Great Sand Dunes National Park and Preserve, Colorado
Great Sand Dunes National Park and Preserve highlights the tallest dunes in North America, but it’s certainly not devoid of life. It’s one of the most biologically and geologically diverse places in the country. It also offers two unique outdoor adventures: sand-boarding and sand-sledding. There are also rugged 13,000-foot peaks, alpine lakes and tundra, forests, creeks, grassland and wetlands, all waiting to be explored.
Wrangell-St. Elias National Park, Alaska
The small town of Chitina, Alaska, population 125, is the prime jumping off point to the largest national park in the state, Wrangell-St. Elias National Park which covers 13 million acres around the confluence of the mighty Copper River and the Chitina River. The mighty 16,390-foot-high Mount Blackburn soars over the landscape. Most visitors experience it via McCarthy Road, which winds 60 miles east into the heart of the park. With habitats ranging from temperate rain forest to tundra, you’ll find an incredible diversity of animals like moose which are often seen near willow bogs and lakes. Other species of large mammals include mountain goats, caribou, wolves, bison, black bears and brown bears.
Petrified Forest National Park, Arizona
Petrified Forest National Park is a unique outdoor attraction in Arizona, offering visitors the chance to explore one of the largest and most vibrantly colored collections of petrified wood, historic structures and archaeological sites, all set among the breathtaking Painted Desert. The “trees” are fragmented, fossilized logs spread across a vast area of grassland. Many are huge, up to six feet in diameter, and at least one spans a ravine, forming a natural bridge. At 225 million years old, they’re as ancient as the first dinosaurs that roamed the planet in the Late Triassic period. Hit the hiking trails ranging from less than a half-mile to three miles to take in a variety of impressive views and opportunities to glimpse wildlife like mule deer, coyote, lizards, rabbits and birds.
Big Bend National Park, Texas
At Big Bend National Park, discover rigid canyon walls that meet with flat, desert land by hiking, rafting the Rio Grande River or taking a scenic drive. It’s also popular for stargazing with some of the darkest measured skies in the lower 48, with thousands of stars and planets all visible to the naked eye.
Wind Cave National Park, South Dakota
Wind Cave in the lush Black Hills of South Dakota was the first cave to be declared a national park.

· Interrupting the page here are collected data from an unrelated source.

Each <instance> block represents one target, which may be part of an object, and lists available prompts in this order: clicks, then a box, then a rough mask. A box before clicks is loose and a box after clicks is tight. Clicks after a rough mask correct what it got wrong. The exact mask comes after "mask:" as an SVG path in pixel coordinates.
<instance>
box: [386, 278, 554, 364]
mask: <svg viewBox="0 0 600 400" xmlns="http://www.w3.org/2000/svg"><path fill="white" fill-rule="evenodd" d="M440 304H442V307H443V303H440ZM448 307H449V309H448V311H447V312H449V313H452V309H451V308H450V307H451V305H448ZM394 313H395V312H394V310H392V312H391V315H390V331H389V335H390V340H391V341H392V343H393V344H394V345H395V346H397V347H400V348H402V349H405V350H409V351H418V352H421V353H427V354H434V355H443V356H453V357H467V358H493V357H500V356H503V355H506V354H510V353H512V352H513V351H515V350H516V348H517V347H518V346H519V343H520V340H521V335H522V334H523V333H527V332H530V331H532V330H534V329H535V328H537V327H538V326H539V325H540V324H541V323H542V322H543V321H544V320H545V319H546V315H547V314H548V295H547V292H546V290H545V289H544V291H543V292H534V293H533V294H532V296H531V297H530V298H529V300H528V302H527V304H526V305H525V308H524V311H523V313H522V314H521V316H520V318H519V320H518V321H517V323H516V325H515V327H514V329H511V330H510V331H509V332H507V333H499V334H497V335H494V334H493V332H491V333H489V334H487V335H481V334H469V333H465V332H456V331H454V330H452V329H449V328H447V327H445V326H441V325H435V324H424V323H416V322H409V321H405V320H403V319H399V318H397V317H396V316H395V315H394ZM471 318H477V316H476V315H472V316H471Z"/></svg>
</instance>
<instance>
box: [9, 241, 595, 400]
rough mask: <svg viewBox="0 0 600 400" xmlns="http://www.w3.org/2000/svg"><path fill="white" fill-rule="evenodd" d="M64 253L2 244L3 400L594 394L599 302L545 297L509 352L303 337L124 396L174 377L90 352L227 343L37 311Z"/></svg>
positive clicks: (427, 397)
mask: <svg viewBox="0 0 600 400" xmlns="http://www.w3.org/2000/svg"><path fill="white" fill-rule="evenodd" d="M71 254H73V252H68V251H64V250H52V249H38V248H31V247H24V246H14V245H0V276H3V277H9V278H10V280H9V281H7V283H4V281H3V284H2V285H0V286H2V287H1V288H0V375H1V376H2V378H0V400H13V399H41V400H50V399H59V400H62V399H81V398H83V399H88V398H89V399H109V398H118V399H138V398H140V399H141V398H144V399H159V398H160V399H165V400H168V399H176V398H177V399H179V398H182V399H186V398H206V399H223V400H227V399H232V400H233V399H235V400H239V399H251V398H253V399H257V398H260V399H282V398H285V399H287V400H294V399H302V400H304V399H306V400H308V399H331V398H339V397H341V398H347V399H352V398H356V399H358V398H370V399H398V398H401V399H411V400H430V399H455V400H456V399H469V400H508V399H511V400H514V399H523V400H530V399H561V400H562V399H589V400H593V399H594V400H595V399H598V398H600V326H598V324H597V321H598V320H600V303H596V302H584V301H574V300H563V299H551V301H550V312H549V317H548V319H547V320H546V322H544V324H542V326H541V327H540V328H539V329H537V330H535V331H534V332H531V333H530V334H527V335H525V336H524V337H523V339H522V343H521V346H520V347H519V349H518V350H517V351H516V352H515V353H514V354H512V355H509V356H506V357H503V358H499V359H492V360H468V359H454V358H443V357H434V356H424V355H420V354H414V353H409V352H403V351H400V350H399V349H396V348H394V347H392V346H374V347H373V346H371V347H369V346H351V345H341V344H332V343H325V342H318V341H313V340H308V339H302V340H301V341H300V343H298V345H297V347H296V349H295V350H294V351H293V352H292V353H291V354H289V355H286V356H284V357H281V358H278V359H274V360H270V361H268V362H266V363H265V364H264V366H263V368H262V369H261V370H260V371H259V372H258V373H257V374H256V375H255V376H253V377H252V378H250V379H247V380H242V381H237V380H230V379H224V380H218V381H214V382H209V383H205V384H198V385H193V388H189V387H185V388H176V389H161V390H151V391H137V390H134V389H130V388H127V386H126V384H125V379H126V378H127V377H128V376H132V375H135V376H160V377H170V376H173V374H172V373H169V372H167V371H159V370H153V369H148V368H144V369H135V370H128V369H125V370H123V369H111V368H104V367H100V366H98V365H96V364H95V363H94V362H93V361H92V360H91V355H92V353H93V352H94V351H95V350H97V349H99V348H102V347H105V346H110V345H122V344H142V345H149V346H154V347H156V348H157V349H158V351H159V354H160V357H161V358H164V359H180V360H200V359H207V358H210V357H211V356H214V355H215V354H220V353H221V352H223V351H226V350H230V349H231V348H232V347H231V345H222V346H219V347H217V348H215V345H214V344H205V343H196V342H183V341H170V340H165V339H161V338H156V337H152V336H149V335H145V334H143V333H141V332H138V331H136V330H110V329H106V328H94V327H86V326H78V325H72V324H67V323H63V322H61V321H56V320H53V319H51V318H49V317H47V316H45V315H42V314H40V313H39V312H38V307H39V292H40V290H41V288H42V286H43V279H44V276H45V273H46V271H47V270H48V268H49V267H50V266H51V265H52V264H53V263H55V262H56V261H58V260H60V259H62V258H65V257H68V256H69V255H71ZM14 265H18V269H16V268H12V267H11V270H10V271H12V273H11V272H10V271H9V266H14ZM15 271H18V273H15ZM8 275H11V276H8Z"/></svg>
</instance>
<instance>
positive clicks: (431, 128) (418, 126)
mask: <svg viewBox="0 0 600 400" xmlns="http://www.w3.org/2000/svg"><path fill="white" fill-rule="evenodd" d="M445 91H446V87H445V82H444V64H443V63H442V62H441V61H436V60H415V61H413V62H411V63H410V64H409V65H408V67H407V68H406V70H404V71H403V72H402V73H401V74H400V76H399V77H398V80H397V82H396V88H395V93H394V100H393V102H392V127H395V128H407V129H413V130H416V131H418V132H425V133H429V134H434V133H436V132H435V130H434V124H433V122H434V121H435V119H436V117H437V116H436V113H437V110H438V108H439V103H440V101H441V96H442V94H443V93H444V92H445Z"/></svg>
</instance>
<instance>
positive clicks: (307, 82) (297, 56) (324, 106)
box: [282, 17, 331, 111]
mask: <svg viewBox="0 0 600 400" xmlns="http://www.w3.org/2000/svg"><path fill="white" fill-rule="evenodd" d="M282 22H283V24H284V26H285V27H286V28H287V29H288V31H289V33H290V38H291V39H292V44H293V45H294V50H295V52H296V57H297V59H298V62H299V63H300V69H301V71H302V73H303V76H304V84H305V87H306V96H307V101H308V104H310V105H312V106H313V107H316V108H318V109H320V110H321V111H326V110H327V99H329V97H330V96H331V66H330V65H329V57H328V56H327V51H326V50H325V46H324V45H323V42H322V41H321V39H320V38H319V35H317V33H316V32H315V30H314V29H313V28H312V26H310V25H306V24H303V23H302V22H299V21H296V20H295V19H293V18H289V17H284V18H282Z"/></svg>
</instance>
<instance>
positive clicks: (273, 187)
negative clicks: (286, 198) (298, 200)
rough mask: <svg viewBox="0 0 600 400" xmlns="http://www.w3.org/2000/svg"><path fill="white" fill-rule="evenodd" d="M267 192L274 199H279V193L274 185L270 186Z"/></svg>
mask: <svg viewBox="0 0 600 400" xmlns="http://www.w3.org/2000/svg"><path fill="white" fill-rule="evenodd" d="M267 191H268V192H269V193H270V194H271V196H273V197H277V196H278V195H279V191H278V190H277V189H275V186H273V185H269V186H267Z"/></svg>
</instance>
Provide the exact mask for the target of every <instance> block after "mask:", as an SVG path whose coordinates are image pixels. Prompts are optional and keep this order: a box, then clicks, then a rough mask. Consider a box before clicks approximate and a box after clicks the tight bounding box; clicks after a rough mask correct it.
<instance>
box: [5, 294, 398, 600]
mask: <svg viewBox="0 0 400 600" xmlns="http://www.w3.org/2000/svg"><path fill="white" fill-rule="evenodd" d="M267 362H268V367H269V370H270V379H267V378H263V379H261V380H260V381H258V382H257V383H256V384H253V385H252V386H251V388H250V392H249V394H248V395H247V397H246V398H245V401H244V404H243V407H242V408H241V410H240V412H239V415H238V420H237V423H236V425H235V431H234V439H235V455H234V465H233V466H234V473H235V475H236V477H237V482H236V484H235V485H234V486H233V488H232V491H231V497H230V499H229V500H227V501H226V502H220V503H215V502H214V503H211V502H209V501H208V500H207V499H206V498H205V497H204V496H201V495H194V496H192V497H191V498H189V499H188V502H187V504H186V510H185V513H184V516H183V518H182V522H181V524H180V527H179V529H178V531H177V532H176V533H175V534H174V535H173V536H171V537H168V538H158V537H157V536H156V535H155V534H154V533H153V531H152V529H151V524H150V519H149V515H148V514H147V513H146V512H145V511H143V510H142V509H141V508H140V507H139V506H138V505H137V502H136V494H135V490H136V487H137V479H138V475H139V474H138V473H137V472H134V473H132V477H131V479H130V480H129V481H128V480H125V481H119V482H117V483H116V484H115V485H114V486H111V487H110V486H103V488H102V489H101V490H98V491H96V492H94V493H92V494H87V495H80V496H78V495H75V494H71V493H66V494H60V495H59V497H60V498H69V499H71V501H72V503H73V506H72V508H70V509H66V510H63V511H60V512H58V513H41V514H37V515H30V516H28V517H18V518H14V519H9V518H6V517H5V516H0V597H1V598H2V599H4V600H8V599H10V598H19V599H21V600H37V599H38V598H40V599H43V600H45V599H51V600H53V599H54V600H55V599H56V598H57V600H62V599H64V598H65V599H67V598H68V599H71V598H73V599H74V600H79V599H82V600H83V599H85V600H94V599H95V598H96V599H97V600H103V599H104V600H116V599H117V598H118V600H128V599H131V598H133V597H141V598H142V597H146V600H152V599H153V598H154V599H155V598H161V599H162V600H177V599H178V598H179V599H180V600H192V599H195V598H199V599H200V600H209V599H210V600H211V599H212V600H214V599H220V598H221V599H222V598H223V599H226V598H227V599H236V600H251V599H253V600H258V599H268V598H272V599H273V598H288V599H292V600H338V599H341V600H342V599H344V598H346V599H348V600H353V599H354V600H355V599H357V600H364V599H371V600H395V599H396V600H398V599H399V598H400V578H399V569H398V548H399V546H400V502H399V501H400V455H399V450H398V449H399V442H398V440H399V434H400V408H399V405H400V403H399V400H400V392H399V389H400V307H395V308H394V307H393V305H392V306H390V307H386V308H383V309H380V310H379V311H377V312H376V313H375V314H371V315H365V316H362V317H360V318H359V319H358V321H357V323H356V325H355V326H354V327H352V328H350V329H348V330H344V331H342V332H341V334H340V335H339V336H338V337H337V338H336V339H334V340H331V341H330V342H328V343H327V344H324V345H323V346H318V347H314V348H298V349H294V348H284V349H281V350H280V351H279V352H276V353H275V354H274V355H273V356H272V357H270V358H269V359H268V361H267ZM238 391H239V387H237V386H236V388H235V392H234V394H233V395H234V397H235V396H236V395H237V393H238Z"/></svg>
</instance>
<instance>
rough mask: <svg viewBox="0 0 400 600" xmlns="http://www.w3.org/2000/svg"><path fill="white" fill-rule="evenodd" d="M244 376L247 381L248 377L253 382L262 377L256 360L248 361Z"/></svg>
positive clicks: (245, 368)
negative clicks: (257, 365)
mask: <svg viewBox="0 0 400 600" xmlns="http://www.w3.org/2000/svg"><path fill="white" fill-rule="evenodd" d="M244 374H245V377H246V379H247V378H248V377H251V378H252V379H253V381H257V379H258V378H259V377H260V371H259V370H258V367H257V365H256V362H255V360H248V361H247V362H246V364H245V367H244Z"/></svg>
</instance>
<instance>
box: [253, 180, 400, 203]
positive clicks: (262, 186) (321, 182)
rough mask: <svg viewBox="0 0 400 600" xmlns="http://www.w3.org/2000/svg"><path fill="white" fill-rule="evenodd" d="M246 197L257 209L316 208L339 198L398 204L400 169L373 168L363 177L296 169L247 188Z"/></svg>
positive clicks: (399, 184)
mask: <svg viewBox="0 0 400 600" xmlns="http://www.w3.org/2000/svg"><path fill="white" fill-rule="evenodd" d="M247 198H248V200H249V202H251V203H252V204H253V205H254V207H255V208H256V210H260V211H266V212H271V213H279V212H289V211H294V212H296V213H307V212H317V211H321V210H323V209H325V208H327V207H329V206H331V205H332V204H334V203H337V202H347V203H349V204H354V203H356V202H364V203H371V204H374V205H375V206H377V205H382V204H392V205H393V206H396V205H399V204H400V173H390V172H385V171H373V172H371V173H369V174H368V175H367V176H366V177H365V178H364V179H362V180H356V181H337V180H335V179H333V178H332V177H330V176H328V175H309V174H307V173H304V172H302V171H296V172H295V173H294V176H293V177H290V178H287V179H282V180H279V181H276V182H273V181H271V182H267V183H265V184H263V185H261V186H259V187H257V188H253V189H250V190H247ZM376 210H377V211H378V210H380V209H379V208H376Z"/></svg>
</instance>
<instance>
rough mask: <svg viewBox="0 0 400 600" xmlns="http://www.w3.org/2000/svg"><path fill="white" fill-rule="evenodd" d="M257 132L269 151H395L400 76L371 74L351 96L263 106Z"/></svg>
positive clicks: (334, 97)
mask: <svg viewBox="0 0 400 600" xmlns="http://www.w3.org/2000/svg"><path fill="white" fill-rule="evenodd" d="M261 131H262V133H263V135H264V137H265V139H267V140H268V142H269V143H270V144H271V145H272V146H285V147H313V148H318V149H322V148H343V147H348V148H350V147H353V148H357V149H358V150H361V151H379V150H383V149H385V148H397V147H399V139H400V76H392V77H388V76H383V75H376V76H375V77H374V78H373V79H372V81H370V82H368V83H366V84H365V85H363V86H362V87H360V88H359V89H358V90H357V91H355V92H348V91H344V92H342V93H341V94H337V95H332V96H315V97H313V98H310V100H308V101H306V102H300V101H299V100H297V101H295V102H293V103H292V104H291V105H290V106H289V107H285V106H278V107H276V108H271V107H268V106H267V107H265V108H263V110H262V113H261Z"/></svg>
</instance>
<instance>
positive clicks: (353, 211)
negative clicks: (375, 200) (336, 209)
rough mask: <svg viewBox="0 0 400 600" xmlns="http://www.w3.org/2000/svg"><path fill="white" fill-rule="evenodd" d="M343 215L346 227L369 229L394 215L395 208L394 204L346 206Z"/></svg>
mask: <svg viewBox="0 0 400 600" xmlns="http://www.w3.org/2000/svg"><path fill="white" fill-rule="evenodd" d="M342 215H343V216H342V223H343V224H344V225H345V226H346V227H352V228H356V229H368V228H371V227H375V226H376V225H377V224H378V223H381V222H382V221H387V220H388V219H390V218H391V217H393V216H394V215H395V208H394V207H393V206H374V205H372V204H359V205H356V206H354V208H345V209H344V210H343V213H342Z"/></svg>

It’s home to the world’s largest concentration of rare boxwork formations and hosts a 28,295-acre wildlife sanctuary above ground. The cave was discovered by early explorers in 1881, but many Native American tribes considered it a sacred place for centuries before. Ranger-led tours are offered, taking visitors through the narrow passageways to view the remarkable geological phenomenons.
North Cascades National Park, Canada
Just three hours from the hustle and bustle of Seattle you’ll find one of the least visited national parks in the country. North Cascades National Park hosts under 27,000 visitors per year, which means you can enjoy this incredibly scenic, rugged wilderness area practically all to yourself. It’s home to one of the biggest concentrations of glaciers outside of Alaska, with over 300, and has one of the most diverse ecosystems on the planet. As you hike the miles and miles of trails, watch for bald eagles and osprey perched among the lush forests and rocky slopes as well as elusive creatures like the fisher, wolverine, gray wolf, black and grizzly bears, moose and cougars.